The leading congressional Democrat on tax matters, in an alternative to President Reagan's tax program, yesterday proposed that Congress repeal future cuts in income and estate taxes that it passed two years ago.

Rep. Dan Rostenkowski (D-Ill.), chairman of the House Ways and Means Committee, urged first that Congress rescind an indexation provision under which income taxes would be adjusted automatically each year beginning in 1985 to keep inflation from moving people into higher tax brackets.

He also proposed repeal, among other provisions, of one under which the first $600,000 of an estate would become exempt from federal tax by 1985; he would keep the estate tax cutoff at $275,000.

But he would leave alone this July's scheduled 10 percent cut in income taxes.

The Rostenkowski plan, which would raise $129.3 billion from 1985 through 1988, would be an alternative to the contingent tax increases that President Reagan proposed for roughly the same period.

The Reagan tax increases--a 5 percent income surtax and $5 a barrel excise tax on oil, which would be levied only if the deficit failed to fall below stipulated levels--would raise $138.1 billion.

Rostenkowski's proposal, made in a speech here, was one of several calls yesterday for important revisions in the Reagan budget. In others:

* Chairman Joseph P. Addabbo (D-N.Y.) of the House Appropriations subcommittee on defense said he will try to cut Reagan's defense budget by $30 billion.

* Congressional Democrats continued to seek a jobs compromise with the president, and AFL-CIO President Lane Kirkland called for a $68 billion jobs program. Details, Page A6.

In addition to indexation and the estate tax cut, Rostenkowski would repeal 12 other tax-reducing provisions that are scheduled to start in 1984 through 1986. Most were part of the 1981 tax-cut bill.

He would keep the federal cigarette tax at 16 cents a pack and the telephone excise tax at 3 percent. The cigarette tax currently is scheduled to be halved on Sept. 30, 1985, and the telephone tax is scheduled to end starting in 1986.

Rostenkowski also would shelve Reagan proposals for new tax cuts, including tuition tax credits for parents whose children attend private schools.

Picking up this year's favorite budgetary catch-phrase, Rostenkowski described his proposal as a "freeze on scheduled tax reductions."

But it would not affect the income tax cut scheduled for July 1. Some Democrats have urged that this be rescinded or reduced as well, but Reagan has said he will veto any bill that does so.

He also has said repeatedly that he will fight for indexation. But other administration sources noted that that at one point during development of the budget, Reagan aides also gave thought to postponement or repeal of indexing.

And some language in the budget documents appears to be partially supportive of Rostenkowski's plan. The documents note that the administation's 1981 tax bill "included a wide variety of unrequested additional measures including indexing, major reductions in estate taxes . . . and liberalization of certain oil tax provisions." These additions cut federal revenues "by substantially more than was originally proposed."

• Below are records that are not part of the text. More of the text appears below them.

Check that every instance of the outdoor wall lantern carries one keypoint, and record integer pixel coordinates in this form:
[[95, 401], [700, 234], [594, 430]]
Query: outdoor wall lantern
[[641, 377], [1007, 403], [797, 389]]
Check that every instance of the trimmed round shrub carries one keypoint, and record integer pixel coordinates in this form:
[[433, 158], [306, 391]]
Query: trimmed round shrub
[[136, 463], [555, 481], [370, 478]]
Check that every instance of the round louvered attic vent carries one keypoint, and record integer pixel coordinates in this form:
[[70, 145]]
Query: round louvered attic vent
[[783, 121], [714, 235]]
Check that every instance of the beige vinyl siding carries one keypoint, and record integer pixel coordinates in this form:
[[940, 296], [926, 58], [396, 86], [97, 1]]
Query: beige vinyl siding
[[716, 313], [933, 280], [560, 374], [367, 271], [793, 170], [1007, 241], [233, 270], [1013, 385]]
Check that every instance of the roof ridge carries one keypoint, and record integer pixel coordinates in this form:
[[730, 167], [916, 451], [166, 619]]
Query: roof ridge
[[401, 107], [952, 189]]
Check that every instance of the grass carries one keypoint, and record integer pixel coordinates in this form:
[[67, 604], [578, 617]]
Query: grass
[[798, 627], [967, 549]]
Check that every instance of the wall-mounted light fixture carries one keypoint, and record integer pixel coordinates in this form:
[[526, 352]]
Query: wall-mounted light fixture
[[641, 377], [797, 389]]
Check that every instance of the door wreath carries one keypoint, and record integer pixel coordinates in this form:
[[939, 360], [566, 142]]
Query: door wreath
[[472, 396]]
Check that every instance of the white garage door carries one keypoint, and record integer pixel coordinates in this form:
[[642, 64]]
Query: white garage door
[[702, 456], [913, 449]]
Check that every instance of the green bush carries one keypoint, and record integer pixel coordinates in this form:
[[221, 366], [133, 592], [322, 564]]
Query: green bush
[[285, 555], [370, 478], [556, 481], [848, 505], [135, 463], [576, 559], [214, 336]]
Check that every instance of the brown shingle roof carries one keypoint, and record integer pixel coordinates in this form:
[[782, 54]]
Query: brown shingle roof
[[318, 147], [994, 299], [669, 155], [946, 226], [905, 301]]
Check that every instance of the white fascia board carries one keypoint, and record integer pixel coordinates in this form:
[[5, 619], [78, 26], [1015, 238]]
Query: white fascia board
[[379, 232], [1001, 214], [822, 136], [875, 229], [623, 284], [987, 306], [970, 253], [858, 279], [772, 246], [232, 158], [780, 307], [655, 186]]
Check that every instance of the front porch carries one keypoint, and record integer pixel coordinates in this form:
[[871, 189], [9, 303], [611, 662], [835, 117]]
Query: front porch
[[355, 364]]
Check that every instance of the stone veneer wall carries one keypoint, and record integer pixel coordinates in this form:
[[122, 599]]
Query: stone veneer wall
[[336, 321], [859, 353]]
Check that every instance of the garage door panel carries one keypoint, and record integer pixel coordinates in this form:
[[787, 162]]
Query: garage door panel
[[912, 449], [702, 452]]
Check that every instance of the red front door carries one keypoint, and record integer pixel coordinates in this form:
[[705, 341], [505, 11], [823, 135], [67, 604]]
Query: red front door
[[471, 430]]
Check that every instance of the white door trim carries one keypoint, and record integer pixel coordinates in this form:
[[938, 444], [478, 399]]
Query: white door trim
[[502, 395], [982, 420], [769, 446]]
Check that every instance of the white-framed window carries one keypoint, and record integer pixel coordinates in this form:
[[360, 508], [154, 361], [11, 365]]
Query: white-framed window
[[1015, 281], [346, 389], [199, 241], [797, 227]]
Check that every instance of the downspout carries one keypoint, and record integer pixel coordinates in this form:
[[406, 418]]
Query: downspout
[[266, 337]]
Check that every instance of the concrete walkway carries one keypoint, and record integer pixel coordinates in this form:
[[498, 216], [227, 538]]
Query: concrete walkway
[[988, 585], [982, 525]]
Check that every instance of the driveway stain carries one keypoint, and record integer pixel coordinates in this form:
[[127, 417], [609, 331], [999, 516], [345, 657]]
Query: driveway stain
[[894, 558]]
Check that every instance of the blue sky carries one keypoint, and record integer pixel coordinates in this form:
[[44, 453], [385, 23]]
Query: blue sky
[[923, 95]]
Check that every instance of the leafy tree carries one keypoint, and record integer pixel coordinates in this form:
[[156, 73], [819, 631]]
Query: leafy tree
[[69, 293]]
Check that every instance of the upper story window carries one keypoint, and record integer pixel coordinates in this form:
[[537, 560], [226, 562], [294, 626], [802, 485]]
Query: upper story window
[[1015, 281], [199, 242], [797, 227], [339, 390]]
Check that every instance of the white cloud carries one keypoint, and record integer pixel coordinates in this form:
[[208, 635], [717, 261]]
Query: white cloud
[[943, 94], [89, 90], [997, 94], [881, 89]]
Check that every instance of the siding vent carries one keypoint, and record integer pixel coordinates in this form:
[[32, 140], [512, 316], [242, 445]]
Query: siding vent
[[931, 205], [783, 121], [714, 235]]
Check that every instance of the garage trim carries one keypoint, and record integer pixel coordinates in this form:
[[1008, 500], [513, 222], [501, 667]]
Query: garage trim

Rostenkowski's proposal also opened to good reviews in Congress, where there has been little support for Reagan's contingent tax increases as a way to reduce future deficits.

An aide to Sen. Pete V. Domenici (R-N.M.), chairman of the Senate Budget Committee, said "we are awfully pleased. It really is an attempt at compromise." Domenici and Senate Majority Leader Howard H. Baker Jr. (R-Tenn.) both have been highly critical of the indexing provision.

Sen. Robert J. Dole (R-Kan.), chairman of the Senate Finance Committee, said he "could agree with many of the specific revenue-raising proposals" and called the plan mostly "sound and sensible," although he added, "I strongly disagree that indexing should be repealed."

The indexing provision is by far the most costly of those that Rostenkowski would repeal. From 1985 through 1988, the total revenue loss currently is estimated at $90.2 billion.

Under the 1981 bill, individual income tax brackets, the personal exemption and the so-called zero-bracket amount, or tax threshold, would be increased every year starting in 1985 to keep pace with the percentage increase in the consumer price index.

The Rostenskowski plan also includes:

* Repeal of a provision to liberalize charitable deductions for persons who do not itemize. The existing maximum deduction of $25 would be retained to 1986, when non-itemizers no longer could take any deduction.

* Repeal of a provision allowing persons starting in 1985 to exclude 15 percent of their interest income up to a ceiling of $450 for single taxpayers and $900 for joint taxpayers.

* The exemption from the windfall profits tax would remain at two barrels a day for royalty holders, instead of rising to three, and the rate on newly discovered oil would remain at 25 percent, instead of falling progressively to 15 percent by 1986.